[FLINK-37677][cdc-common][cdc-runtime] Handle Exclusion of `create.table` Events in Flink CDC Schema Evolution
Description
This PR addresses the issue identified in FLINK-37677, where setting exclude.schema.changes: [create.table] in the YAML configuration causes Flink CDC to throw an IllegalStateException.
java.lang.IllegalStateException: Unable to coerce data record from my_company.my_branch.customers (schema: columns={`id` INT,`name` STRING NOT NULL,`age` SMALLINT}, primaryKeys=id, options=()) to my_company.my_branch.customers (schema: null)
at org.apache.flink.cdc.runtime.operators.schema.regular.SchemaOperator.lambda$handleDataChangeEvent$1(SchemaOperator.java:215)
at java.util.Optional.orElseThrow(Optional.java:290)
at org.apache.flink.cdc.runtime.operators.schema.regular.SchemaOperator.handleDataChangeEvent(SchemaOperator.java:212)
at org.apache.flink.cdc.runtime.operators.schema.regular.SchemaOperator.processElement(SchemaOperator.java:150)
at org.apache.flink.cdc.runtime.operators.schema.regular.SchemaEvolveTest.processEvent(SchemaEvolveTest.java:2643)
at org.apache.flink.cdc.runtime.operators.schema.regular.SchemaEvolveTest.testLenientSchemaEvolvesExcludeCreate(SchemaEvolveTest.java:2600)
at java.lang.reflect.Method.invoke(Method.java:498)
at java.util.ArrayList.forEach(ArrayList.java:1259)
at java.util.ArrayList.forEach(ArrayList.java:1259)
Motivation
- Platform-managed data lake/Starrocks users often lack permission to create tables directly.(Casual table creation leads to complex follow-up handling. The platform will control table creation permissions but will allow schema changes.)
- Users may need to customize table properties.

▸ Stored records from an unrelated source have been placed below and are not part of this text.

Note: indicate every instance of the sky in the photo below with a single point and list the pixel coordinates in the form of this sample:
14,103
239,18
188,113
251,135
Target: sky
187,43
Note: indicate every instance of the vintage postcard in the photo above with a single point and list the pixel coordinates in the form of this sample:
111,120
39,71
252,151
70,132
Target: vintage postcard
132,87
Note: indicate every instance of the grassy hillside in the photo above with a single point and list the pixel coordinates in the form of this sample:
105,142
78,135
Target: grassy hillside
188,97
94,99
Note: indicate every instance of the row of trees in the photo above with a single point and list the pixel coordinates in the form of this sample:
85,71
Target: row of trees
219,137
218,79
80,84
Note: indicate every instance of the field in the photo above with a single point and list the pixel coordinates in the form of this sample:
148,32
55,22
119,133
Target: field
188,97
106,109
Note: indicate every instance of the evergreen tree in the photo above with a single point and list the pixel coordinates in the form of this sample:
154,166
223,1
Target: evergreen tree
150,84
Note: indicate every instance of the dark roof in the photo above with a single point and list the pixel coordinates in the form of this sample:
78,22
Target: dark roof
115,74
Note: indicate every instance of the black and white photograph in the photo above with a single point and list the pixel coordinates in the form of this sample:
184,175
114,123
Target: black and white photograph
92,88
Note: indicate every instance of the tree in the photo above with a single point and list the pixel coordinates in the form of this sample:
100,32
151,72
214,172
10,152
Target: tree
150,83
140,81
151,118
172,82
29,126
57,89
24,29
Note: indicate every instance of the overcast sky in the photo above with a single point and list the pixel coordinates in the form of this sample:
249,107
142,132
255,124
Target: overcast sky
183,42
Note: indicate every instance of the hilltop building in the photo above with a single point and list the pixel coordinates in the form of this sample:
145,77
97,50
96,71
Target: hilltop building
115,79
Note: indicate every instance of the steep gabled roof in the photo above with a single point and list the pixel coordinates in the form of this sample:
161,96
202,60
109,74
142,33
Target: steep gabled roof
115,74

- If a created table doesn't meet requirements, users must delete it and repeatedly restart the task.
Solution
- Always accept create.table event
- Skip apply create.table schema change event to external system
Testing
Added unit tests.
@yuxiqian cc
CI test:https://github.com/beryllw/flink-cdc/actions/runs/14992713134?pr=12
One minor concern is if we allow skipping CreateTableEvents, we can't ensure the schemas of external tables are consistent with SchemaRegistry. Jobs may fail or write columns in wrong order.
Thanks for pointing out this concern, @yuxiqian .
Regarding ensuring the schemas of external tables stay consistent with SchemaRegistry, I think we could extend the schema compatibility mechanism (similar to what was done in PR #4081) in future.
Perhaps we can hold off on finalizing this PR until the schema compatibility handling is further improved.